By s. 19(1) of the Islanders Marriage Act (cap. 171);
"When any marriage is registered in accordance with s. 18, each party to the marriage shall for the purposes of the law of divorce be in the same position as though such marriage had been celebrated under the provisions of this Act or Ordinance".
Section 18 of the Marriage Act provides for voluntary registration of marriages in accordance with custom, by application to the District Registrar of the District in which they reside to have the marriage registered under the Act. While a customary adoption by the late Moses Leoniki and Mary Maegwaidalo was said to have been accepted and approved by a Magistrate at Auki, no application to register the customary marriage has been claimed by Mary Maegwaidalo in her affidavit, nor is there any such record in evidence of such registration. The fact of such a registration may raise a presumption of irregularity, for s. 19(1) clearly supposes a marriage registered under s.18 "shall for the purposes of the law of divorce, be in the same position as though such marriage had been celebrated under the provisions of this Act...".

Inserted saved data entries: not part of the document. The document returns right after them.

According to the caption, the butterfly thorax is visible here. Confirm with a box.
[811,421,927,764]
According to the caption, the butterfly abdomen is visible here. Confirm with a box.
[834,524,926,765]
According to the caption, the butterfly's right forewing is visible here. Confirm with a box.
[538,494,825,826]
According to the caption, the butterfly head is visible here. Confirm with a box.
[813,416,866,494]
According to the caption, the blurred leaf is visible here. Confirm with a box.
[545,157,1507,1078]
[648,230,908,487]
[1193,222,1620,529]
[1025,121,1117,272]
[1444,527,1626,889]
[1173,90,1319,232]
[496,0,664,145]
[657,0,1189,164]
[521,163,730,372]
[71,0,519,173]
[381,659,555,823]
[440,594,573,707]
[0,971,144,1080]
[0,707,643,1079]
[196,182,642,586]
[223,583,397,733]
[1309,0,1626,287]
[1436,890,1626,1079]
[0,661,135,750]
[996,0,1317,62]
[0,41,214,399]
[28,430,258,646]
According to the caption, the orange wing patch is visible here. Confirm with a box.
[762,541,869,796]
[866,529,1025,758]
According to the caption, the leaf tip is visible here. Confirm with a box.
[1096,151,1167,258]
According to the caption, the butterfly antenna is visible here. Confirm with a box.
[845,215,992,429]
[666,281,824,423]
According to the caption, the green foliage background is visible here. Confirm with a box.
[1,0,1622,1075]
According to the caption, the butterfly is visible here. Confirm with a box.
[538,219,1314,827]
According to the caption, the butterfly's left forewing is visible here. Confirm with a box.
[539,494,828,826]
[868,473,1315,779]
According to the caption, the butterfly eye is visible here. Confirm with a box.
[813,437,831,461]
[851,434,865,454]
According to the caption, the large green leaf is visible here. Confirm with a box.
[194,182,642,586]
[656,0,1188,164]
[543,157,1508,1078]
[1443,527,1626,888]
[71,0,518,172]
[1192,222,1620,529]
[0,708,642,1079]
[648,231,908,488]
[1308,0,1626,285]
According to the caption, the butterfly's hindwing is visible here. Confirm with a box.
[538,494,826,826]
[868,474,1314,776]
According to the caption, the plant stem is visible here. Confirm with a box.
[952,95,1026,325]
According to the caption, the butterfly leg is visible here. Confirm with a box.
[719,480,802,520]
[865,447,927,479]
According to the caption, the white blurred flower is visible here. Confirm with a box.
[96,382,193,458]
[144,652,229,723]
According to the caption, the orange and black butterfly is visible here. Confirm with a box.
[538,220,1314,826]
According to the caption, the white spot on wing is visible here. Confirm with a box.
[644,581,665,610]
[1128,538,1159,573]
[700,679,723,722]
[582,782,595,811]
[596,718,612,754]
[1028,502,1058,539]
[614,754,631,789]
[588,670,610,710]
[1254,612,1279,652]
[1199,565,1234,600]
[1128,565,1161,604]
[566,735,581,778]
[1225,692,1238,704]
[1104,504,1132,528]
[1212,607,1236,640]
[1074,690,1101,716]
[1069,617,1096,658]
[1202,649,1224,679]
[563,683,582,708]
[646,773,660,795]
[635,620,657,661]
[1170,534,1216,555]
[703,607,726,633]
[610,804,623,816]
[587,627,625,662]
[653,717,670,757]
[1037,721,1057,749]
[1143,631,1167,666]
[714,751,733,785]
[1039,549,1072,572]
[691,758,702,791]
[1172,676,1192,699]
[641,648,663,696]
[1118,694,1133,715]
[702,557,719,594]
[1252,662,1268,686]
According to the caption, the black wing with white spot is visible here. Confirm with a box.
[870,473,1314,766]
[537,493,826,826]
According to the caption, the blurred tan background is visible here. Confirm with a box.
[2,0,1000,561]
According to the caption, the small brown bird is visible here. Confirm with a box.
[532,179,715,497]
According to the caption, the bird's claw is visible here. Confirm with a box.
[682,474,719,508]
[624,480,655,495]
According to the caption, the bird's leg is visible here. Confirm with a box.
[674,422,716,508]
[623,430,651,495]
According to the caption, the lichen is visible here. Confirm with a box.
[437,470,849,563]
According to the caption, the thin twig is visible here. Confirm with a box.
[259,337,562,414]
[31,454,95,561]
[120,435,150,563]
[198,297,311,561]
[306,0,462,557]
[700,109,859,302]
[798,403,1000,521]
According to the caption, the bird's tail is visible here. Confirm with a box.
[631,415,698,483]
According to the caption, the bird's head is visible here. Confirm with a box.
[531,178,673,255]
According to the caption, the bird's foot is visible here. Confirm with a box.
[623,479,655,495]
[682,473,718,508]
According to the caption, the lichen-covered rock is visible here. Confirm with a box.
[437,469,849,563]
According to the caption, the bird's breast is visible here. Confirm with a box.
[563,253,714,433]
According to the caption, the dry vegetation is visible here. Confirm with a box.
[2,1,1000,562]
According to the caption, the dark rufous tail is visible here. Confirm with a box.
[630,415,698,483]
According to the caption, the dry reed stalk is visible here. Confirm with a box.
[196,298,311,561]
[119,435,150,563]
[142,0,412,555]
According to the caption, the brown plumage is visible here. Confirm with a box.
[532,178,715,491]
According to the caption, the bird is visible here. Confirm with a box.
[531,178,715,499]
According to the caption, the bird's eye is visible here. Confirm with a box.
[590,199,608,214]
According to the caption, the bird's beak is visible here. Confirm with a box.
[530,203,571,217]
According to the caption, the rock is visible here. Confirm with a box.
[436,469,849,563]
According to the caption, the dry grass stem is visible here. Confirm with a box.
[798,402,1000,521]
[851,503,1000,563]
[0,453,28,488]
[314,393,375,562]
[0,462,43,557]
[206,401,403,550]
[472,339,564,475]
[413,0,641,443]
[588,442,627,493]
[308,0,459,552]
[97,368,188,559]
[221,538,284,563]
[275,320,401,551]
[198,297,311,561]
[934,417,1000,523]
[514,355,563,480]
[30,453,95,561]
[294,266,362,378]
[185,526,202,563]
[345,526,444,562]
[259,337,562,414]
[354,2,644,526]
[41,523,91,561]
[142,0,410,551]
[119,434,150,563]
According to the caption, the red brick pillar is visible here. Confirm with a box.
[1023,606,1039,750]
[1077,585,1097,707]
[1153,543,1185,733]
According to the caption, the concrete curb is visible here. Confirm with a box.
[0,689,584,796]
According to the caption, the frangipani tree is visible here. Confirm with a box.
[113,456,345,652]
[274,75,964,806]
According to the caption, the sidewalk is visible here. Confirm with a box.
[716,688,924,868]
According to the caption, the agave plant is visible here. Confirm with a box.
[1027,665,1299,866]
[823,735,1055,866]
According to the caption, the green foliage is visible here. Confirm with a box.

The earlier marriage to Jenny Rodomalefo had been celebrated under the provisions of the (earlier) Marriage Act for the Registrar of Marriages has entered particulars in his Register as have said. Consequently by virtue of s. 12(a) of the (old) and current Islanders Divorce Act (Cap 170); "A marriage is void and the Court shall pronounce a decree of nullity in respect there of if it is proved – that at the time of the ceremony of the marriage one of the parties was already married and the earlier marriage was still subsisting".
I am satisfied, as I have said, that the earlier marriage was valid. I am further satisfied, in the absence of any evidentiary proof of a divorce before the death of the contributor, that it was still subsisting at the time of his death.
Section 12(a) then, raises a presumption on the facts which I have found in this case, that the Customary Marriage is void. It is not the intention of the legislature to countenance two subsisting marriages to be recognised at law, between two persons. That is plain on a reading of the warning against bigamy to be found in s. 19(2) of the Marriage Act.
Of course rights and obligations which have arisen through custom, as a consequence of these persons living together and adopting three children in those circumstances, remain unaffected. But for the purposes of the Act, the use of the phrase "subsequent marriage" (s. 32) refers to "Marriage" as understood under the Marriage Act, (whether contracted under the Act or according to custom) so that where the earlier marriage was subsisting at the time of death, that Marriage cannot be said to be a "subsequent marriage" to the date of the nomination.
I need make no finding on whether that later "customary marriage" is void in terms of the Marriage Act but in law the subsisting marriage celebrated on the 4 August 1977 cannot be seen to be a "subsequent marriage" in time to that of date of the nomination under s. 32 of the Act.
Nor can the "customary marriage" be seen to be a "subsequent marriage" for the earlier marriage was still subsisting. It had not been dissolved by court order or death at the time of the customary marriage.
The questions posed by the applicant then, shall be answered in so far as the various classes are entitled to claim to receive contributions; as to the 1st classes or 1st respondents claim, yes for that the nomination is valid; in terms of s. 32 of the Act.
As to the 2nd classes or 2nd respondent, no for that the contributions held in trust do not form part of the deceased’s estate for the purposes of administration;
As to the 3rd respondent no for that the nomination was made subsequent to the time of the lawful subsisting marriage; so that the Board may discharge its obligation as trustee by payment of the debt due to the lawfully entitled nominees.
Each party shall pay their own costs.